Memristors Based on 2D Materials as an Artificial Synapse for Neuromorphic Electronics

Abstract The memristor, a composite word of memory and resistor, has become one of the most important electronic components for brain‐inspired neuromorphic computing in recent years. This device has the ability to control resistance with multiple states by memorizing the history of previous electrical inputs, enabling it to mimic a biological synapse in the neural network of the human brain. Among many candidates for memristive materials, including metal oxides, organic materials, and low‐dimensional nanomaterials, 2D layered materials have been widely investigated owing to their outstanding physical properties and electrical tunability, low‐power‐switching capability, and hetero‐integration compatibility. Hence, a large number of experimental demonstrations on 2D material‐based memristors have been reported showing their unique memristive characteristics and novel synaptic functionalities, distinct from traditional bulk‐material‐based systems.
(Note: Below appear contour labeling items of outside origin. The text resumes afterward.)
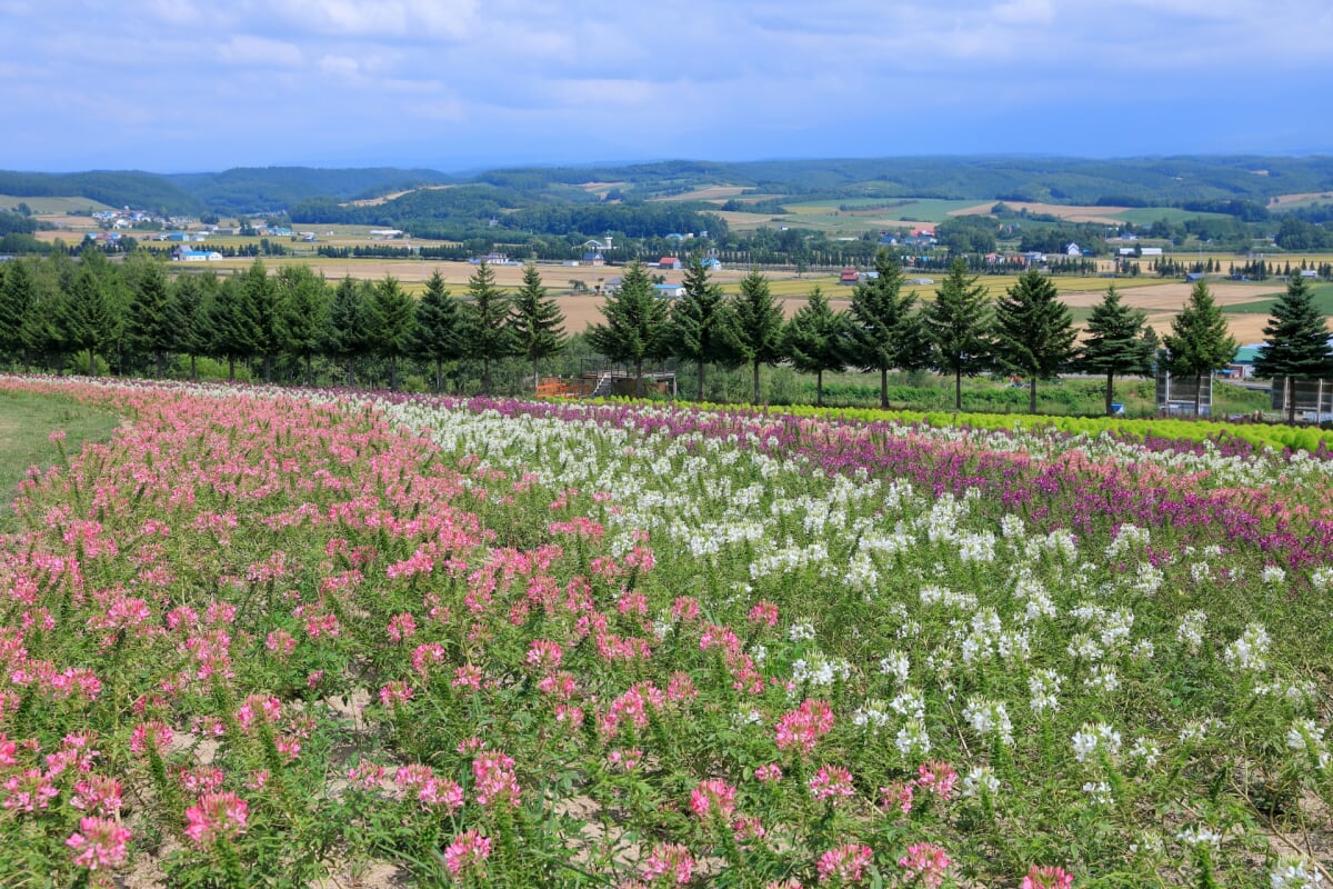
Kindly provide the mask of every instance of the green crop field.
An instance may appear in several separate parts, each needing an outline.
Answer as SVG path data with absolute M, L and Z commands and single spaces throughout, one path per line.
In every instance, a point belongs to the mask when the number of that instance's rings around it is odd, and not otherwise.
M 27 204 L 28 209 L 39 216 L 69 213 L 88 215 L 89 211 L 112 209 L 101 201 L 91 197 L 16 197 L 13 195 L 0 195 L 0 211 L 19 209 L 19 204 Z

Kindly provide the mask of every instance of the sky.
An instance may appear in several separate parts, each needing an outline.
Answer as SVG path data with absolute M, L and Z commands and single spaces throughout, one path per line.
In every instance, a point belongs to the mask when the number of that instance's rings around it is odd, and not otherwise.
M 0 168 L 1333 153 L 1328 0 L 0 0 Z

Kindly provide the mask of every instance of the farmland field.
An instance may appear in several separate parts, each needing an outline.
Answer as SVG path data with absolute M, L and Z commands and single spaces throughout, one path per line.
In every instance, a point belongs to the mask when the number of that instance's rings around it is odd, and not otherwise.
M 1328 880 L 1324 449 L 0 385 L 5 885 Z

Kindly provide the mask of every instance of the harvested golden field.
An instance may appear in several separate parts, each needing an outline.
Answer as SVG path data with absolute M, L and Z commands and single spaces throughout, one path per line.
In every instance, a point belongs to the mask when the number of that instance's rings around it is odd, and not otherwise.
M 696 188 L 692 192 L 682 192 L 680 195 L 666 195 L 664 197 L 655 197 L 655 201 L 714 201 L 722 204 L 729 197 L 736 197 L 745 189 L 741 185 L 708 185 L 705 188 Z
M 962 209 L 949 211 L 949 216 L 989 216 L 990 208 L 1000 201 L 977 204 Z M 1028 201 L 1002 201 L 1005 207 L 1014 211 L 1028 211 L 1029 213 L 1046 213 L 1065 220 L 1066 223 L 1100 223 L 1102 225 L 1122 225 L 1124 220 L 1116 219 L 1113 213 L 1122 213 L 1128 207 L 1072 207 L 1065 204 L 1033 204 Z

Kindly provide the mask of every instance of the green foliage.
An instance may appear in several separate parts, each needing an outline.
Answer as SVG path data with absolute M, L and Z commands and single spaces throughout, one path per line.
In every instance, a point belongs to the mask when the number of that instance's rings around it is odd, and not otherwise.
M 968 264 L 957 259 L 940 292 L 922 309 L 922 324 L 932 347 L 932 367 L 952 373 L 954 409 L 962 409 L 962 377 L 974 376 L 989 363 L 989 299 L 978 276 L 968 275 Z
M 724 339 L 730 361 L 748 364 L 754 377 L 752 404 L 758 404 L 758 368 L 777 364 L 782 353 L 782 309 L 768 279 L 757 269 L 741 280 L 740 293 L 725 303 Z
M 564 323 L 564 312 L 553 299 L 547 297 L 537 267 L 528 263 L 523 269 L 523 287 L 513 297 L 509 325 L 517 355 L 532 361 L 533 385 L 539 376 L 537 363 L 565 347 Z
M 468 301 L 463 304 L 463 351 L 481 361 L 481 391 L 491 395 L 491 365 L 515 353 L 509 327 L 509 300 L 496 285 L 496 273 L 487 263 L 468 279 Z
M 1108 415 L 1117 375 L 1148 376 L 1153 372 L 1157 341 L 1156 336 L 1148 336 L 1146 317 L 1146 312 L 1121 303 L 1112 284 L 1088 319 L 1088 339 L 1078 351 L 1077 367 L 1085 373 L 1106 375 Z
M 620 287 L 601 308 L 605 324 L 588 329 L 588 344 L 612 361 L 635 365 L 635 385 L 643 395 L 644 361 L 668 355 L 669 315 L 665 300 L 653 293 L 644 264 L 635 260 L 625 269 Z
M 1037 380 L 1049 380 L 1074 355 L 1073 319 L 1056 285 L 1028 269 L 996 305 L 994 355 L 1028 377 L 1029 412 L 1037 412 Z
M 704 397 L 704 368 L 726 359 L 722 288 L 709 280 L 696 255 L 685 267 L 685 293 L 670 308 L 670 351 L 698 368 L 696 399 Z
M 846 335 L 846 316 L 833 311 L 818 287 L 782 331 L 782 348 L 792 367 L 816 375 L 816 404 L 824 404 L 824 373 L 844 367 Z
M 459 301 L 449 295 L 440 271 L 427 279 L 417 301 L 412 333 L 412 355 L 435 364 L 435 391 L 444 391 L 444 363 L 463 357 L 463 331 Z
M 1205 281 L 1196 281 L 1189 301 L 1172 319 L 1172 332 L 1162 337 L 1166 367 L 1172 373 L 1202 379 L 1220 371 L 1236 356 L 1236 339 L 1228 333 L 1226 317 L 1213 301 Z M 1194 413 L 1198 413 L 1198 393 Z

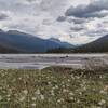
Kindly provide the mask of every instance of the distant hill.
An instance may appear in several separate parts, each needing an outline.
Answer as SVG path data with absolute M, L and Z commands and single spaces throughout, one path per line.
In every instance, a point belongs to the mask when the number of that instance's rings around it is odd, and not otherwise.
M 43 53 L 50 49 L 72 48 L 69 43 L 43 40 L 17 30 L 0 30 L 0 53 Z
M 104 53 L 108 52 L 108 35 L 86 43 L 84 45 L 75 46 L 72 49 L 53 49 L 48 53 Z
M 71 50 L 71 52 L 90 52 L 90 53 L 99 53 L 99 52 L 108 52 L 108 35 L 91 42 L 87 44 L 84 44 L 82 46 L 78 46 L 77 49 Z

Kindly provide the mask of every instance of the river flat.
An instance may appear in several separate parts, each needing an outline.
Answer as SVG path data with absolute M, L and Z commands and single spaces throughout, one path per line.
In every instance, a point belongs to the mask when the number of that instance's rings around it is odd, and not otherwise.
M 0 54 L 0 69 L 43 69 L 66 66 L 84 69 L 108 66 L 108 54 Z

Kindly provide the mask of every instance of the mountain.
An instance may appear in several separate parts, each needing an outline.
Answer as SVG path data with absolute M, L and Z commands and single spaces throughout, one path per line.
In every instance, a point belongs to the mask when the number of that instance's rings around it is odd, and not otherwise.
M 63 45 L 63 48 L 75 48 L 75 45 L 68 43 L 68 42 L 62 42 L 60 40 L 56 39 L 56 38 L 50 38 L 50 41 L 56 42 L 59 45 Z
M 71 48 L 70 44 L 56 42 L 54 40 L 43 40 L 32 35 L 17 30 L 0 30 L 0 53 L 42 53 L 50 49 Z
M 99 53 L 99 52 L 108 52 L 108 35 L 91 42 L 87 44 L 84 44 L 82 46 L 78 46 L 77 49 L 73 49 L 71 52 L 85 52 L 85 53 Z

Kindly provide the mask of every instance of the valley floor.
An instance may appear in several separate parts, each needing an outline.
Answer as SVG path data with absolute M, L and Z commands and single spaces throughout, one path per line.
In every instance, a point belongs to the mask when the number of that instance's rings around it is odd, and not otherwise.
M 108 66 L 108 54 L 0 54 L 0 69 L 43 69 L 50 66 L 102 68 Z
M 107 68 L 0 70 L 0 108 L 107 107 Z

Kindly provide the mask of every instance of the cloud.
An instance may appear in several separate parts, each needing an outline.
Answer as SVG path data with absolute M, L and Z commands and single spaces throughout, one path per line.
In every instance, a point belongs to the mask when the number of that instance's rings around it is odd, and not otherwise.
M 107 11 L 107 12 L 103 12 Z M 91 2 L 87 5 L 78 5 L 78 6 L 70 6 L 66 13 L 66 16 L 75 16 L 75 17 L 104 17 L 108 15 L 108 0 L 99 0 Z
M 108 31 L 108 0 L 92 1 L 0 0 L 0 28 L 85 43 Z
M 0 13 L 0 21 L 6 19 L 9 16 L 4 13 Z
M 65 21 L 66 21 L 66 17 L 65 17 L 65 16 L 59 16 L 59 17 L 57 17 L 56 21 L 57 21 L 57 22 L 65 22 Z

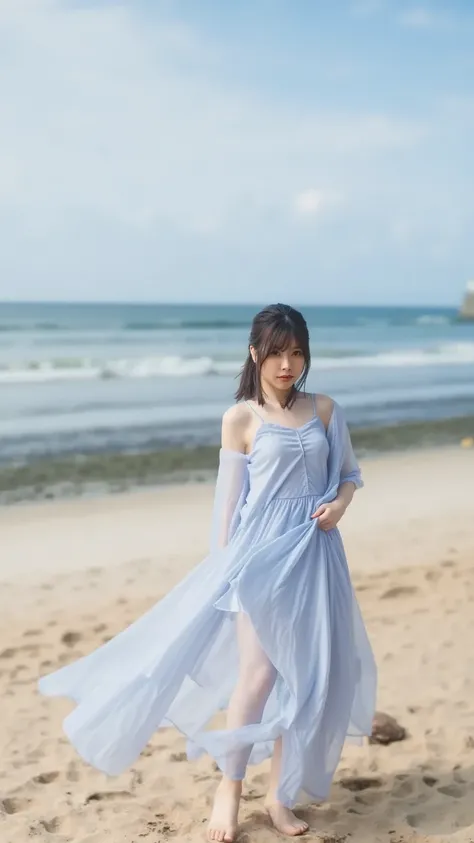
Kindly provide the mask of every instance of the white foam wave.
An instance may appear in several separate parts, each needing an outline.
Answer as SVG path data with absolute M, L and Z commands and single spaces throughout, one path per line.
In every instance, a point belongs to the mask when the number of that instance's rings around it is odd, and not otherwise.
M 347 357 L 314 356 L 312 368 L 361 369 L 405 368 L 412 366 L 456 366 L 474 363 L 474 342 L 445 343 L 431 349 L 396 349 L 380 354 Z M 94 361 L 35 361 L 0 369 L 0 384 L 43 383 L 48 381 L 97 380 L 108 378 L 182 378 L 209 375 L 235 375 L 241 360 L 215 360 L 212 357 L 145 357 Z
M 416 319 L 417 325 L 449 325 L 451 320 L 448 316 L 441 316 L 433 313 L 426 313 Z

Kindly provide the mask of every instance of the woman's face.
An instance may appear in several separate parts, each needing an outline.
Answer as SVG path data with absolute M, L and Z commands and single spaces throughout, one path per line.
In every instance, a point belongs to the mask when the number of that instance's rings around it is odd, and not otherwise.
M 250 353 L 255 361 L 257 352 L 253 346 L 250 346 Z M 264 360 L 260 370 L 262 385 L 267 384 L 273 389 L 286 391 L 301 377 L 304 366 L 303 351 L 294 340 L 291 340 L 285 349 L 271 351 Z

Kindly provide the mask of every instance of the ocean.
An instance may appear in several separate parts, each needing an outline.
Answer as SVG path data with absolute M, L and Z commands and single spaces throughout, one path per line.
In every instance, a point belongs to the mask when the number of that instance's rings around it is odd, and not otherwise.
M 258 309 L 0 304 L 0 466 L 217 445 Z M 353 428 L 474 416 L 474 324 L 454 309 L 299 309 L 307 388 Z

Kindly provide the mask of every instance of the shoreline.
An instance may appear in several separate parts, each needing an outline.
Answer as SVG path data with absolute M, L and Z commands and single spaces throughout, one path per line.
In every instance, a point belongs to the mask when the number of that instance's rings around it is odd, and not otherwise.
M 351 428 L 359 459 L 458 446 L 474 437 L 474 416 Z M 0 466 L 0 507 L 26 501 L 99 497 L 128 490 L 212 483 L 219 445 L 40 458 Z

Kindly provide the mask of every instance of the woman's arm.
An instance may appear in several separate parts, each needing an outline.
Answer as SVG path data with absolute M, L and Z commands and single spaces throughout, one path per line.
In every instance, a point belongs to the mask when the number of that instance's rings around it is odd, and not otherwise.
M 248 458 L 245 454 L 246 414 L 236 404 L 222 417 L 219 471 L 214 493 L 211 550 L 225 547 L 236 530 L 248 487 Z

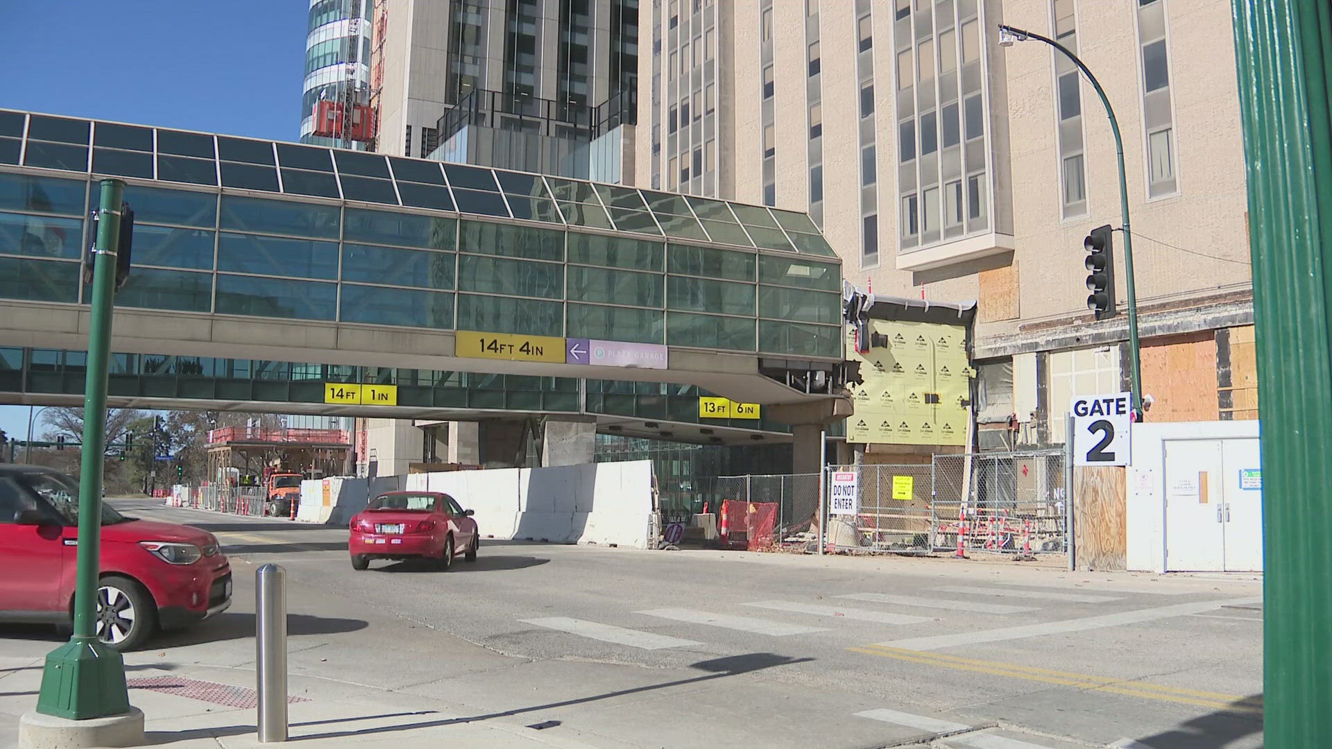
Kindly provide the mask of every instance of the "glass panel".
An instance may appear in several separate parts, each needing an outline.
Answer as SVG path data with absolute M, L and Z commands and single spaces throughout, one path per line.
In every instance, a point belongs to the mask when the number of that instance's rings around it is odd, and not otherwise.
M 569 232 L 569 263 L 661 271 L 665 256 L 666 247 L 661 243 Z
M 0 213 L 0 253 L 77 260 L 83 255 L 83 221 Z
M 337 239 L 340 213 L 336 205 L 224 195 L 221 228 Z
M 458 256 L 458 289 L 563 299 L 565 268 L 554 263 Z
M 402 205 L 453 211 L 453 196 L 446 187 L 398 181 L 398 195 L 402 197 Z
M 412 183 L 428 183 L 432 185 L 445 184 L 444 175 L 440 172 L 438 161 L 398 159 L 396 156 L 390 156 L 389 164 L 393 167 L 393 176 L 397 177 L 398 181 L 406 180 Z
M 458 329 L 559 336 L 563 303 L 458 295 Z
M 88 120 L 68 120 L 33 115 L 28 120 L 28 139 L 53 140 L 56 143 L 76 143 L 88 145 Z
M 667 312 L 666 343 L 673 347 L 754 351 L 754 320 Z
M 509 208 L 498 192 L 453 188 L 453 199 L 457 201 L 460 213 L 509 217 Z
M 574 227 L 589 227 L 593 229 L 613 229 L 606 209 L 594 203 L 565 203 L 559 201 L 559 212 L 565 216 L 565 223 Z
M 384 160 L 384 156 L 360 153 L 356 151 L 334 151 L 333 159 L 337 161 L 337 171 L 340 176 L 358 175 L 362 177 L 389 179 L 389 165 Z M 290 165 L 285 161 L 284 164 L 288 167 Z
M 842 353 L 842 328 L 758 321 L 758 349 L 766 353 L 835 357 Z
M 758 259 L 758 281 L 759 284 L 805 287 L 830 292 L 842 291 L 842 273 L 838 265 L 766 255 Z
M 147 151 L 152 153 L 153 129 L 97 123 L 97 129 L 92 136 L 92 144 L 105 145 L 109 148 L 125 148 L 129 151 Z
M 337 243 L 222 233 L 217 269 L 262 276 L 337 279 Z
M 157 129 L 157 153 L 198 156 L 200 159 L 213 159 L 217 156 L 213 149 L 213 136 L 164 131 L 161 128 Z
M 342 176 L 342 199 L 364 200 L 365 203 L 398 204 L 398 196 L 393 192 L 393 183 L 389 180 L 372 180 L 370 177 Z
M 452 289 L 456 264 L 452 252 L 342 245 L 344 281 Z
M 88 171 L 87 145 L 61 145 L 56 143 L 28 141 L 28 149 L 23 155 L 27 167 L 44 167 L 47 169 L 64 169 L 67 172 Z
M 691 312 L 754 315 L 754 285 L 667 276 L 666 307 Z
M 496 177 L 490 169 L 462 167 L 461 164 L 445 164 L 444 172 L 449 175 L 449 184 L 454 188 L 462 187 L 470 189 L 486 189 L 492 192 L 500 191 L 500 187 L 496 184 Z
M 753 281 L 754 267 L 755 257 L 751 253 L 673 243 L 666 269 L 685 276 Z
M 566 297 L 570 300 L 662 307 L 665 276 L 657 273 L 570 265 L 566 279 Z
M 344 323 L 453 328 L 453 295 L 342 284 Z
M 79 301 L 81 269 L 79 263 L 0 257 L 0 299 Z
M 217 224 L 217 195 L 141 185 L 125 185 L 125 203 L 135 208 L 135 236 L 141 223 L 182 224 L 213 228 Z M 135 249 L 139 249 L 137 245 Z M 137 261 L 137 255 L 135 256 Z
M 277 169 L 273 167 L 256 167 L 253 164 L 234 164 L 221 161 L 218 169 L 222 173 L 222 185 L 242 189 L 277 191 Z
M 273 144 L 266 140 L 242 140 L 217 136 L 217 157 L 224 161 L 273 165 Z
M 83 216 L 87 191 L 83 180 L 0 175 L 0 208 Z
M 758 315 L 759 317 L 775 317 L 778 320 L 802 320 L 805 323 L 836 325 L 842 321 L 842 295 L 759 287 Z
M 566 315 L 565 335 L 570 337 L 659 344 L 666 336 L 666 313 L 661 309 L 569 304 Z
M 217 163 L 204 159 L 186 159 L 184 156 L 159 156 L 157 179 L 168 183 L 216 185 Z
M 316 197 L 340 197 L 337 177 L 332 172 L 302 172 L 282 169 L 282 192 L 313 195 Z
M 392 211 L 348 208 L 342 227 L 344 241 L 400 244 L 429 249 L 453 249 L 457 219 L 414 216 Z
M 565 259 L 565 233 L 535 227 L 462 221 L 458 249 L 480 255 L 559 261 Z
M 99 175 L 153 179 L 153 155 L 137 151 L 92 149 L 92 171 Z
M 135 267 L 139 265 L 170 265 L 173 268 L 212 271 L 213 232 L 172 229 L 136 223 Z
M 217 276 L 217 313 L 333 320 L 337 284 Z
M 137 231 L 136 227 L 136 235 Z M 136 265 L 139 263 L 137 247 L 135 248 L 135 263 Z M 209 265 L 212 265 L 212 259 L 209 259 Z M 136 267 L 135 272 L 125 280 L 125 285 L 116 291 L 116 307 L 209 312 L 213 307 L 213 275 Z

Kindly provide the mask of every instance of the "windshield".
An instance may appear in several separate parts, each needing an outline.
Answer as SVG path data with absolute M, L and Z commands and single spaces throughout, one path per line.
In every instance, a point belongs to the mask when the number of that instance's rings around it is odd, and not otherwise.
M 24 482 L 39 497 L 47 500 L 69 525 L 79 525 L 79 484 L 63 473 L 20 473 Z M 128 520 L 107 502 L 101 502 L 101 524 L 115 525 Z
M 430 512 L 438 497 L 432 494 L 380 494 L 370 500 L 366 509 L 400 509 L 409 512 Z

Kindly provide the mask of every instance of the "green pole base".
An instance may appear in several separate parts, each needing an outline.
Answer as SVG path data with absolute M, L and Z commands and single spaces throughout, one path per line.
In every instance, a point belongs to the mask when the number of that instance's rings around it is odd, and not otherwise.
M 69 720 L 129 712 L 125 661 L 96 637 L 75 637 L 47 654 L 37 712 Z

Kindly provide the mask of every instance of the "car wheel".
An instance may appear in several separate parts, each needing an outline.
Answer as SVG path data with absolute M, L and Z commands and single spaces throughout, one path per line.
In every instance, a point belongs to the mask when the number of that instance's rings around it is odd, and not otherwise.
M 449 572 L 453 566 L 453 536 L 444 540 L 444 558 L 440 560 L 440 570 Z
M 157 626 L 157 606 L 141 585 L 125 577 L 104 577 L 97 586 L 97 638 L 116 650 L 143 645 Z

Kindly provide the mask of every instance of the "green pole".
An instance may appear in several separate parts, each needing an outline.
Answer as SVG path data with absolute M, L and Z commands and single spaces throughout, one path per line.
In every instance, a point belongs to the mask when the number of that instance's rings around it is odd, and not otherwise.
M 1232 0 L 1263 412 L 1264 744 L 1332 736 L 1332 8 Z
M 47 656 L 37 712 L 72 720 L 129 712 L 125 664 L 96 633 L 97 572 L 101 548 L 101 473 L 107 448 L 107 369 L 111 357 L 112 299 L 120 244 L 121 180 L 101 181 L 97 240 L 93 245 L 88 374 L 84 385 L 83 465 L 79 477 L 79 553 L 75 578 L 75 634 Z
M 1124 279 L 1124 291 L 1128 295 L 1128 389 L 1131 390 L 1134 401 L 1134 412 L 1138 414 L 1138 420 L 1142 421 L 1143 365 L 1138 344 L 1138 292 L 1134 287 L 1134 232 L 1128 228 L 1128 177 L 1124 173 L 1124 139 L 1119 135 L 1119 120 L 1115 119 L 1115 108 L 1110 105 L 1110 99 L 1106 96 L 1106 91 L 1100 88 L 1100 81 L 1096 80 L 1096 76 L 1091 75 L 1087 65 L 1084 65 L 1083 61 L 1063 44 L 1059 44 L 1054 39 L 1040 36 L 1039 33 L 1023 31 L 1007 24 L 1000 24 L 999 31 L 1011 33 L 1019 41 L 1027 39 L 1044 41 L 1055 49 L 1063 52 L 1064 56 L 1068 57 L 1074 65 L 1078 65 L 1078 69 L 1087 76 L 1087 83 L 1096 89 L 1096 96 L 1100 96 L 1100 103 L 1106 105 L 1106 116 L 1110 117 L 1110 132 L 1115 135 L 1115 156 L 1119 159 L 1119 211 L 1120 223 L 1124 229 L 1124 273 L 1127 276 Z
Herein, an overview of the latest advances in the structures, mechanisms, and memristive characteristics of 2D material‐based memristors is presented. Additionally, novel strategies to modulate and enhance the synaptic functionalities of 2D‐memristor‐based artificial synapses are summarized. Finally, as a foreseeing perspective, the potentials and challenges of these emerging materials for future neuromorphic electronics are also discussed.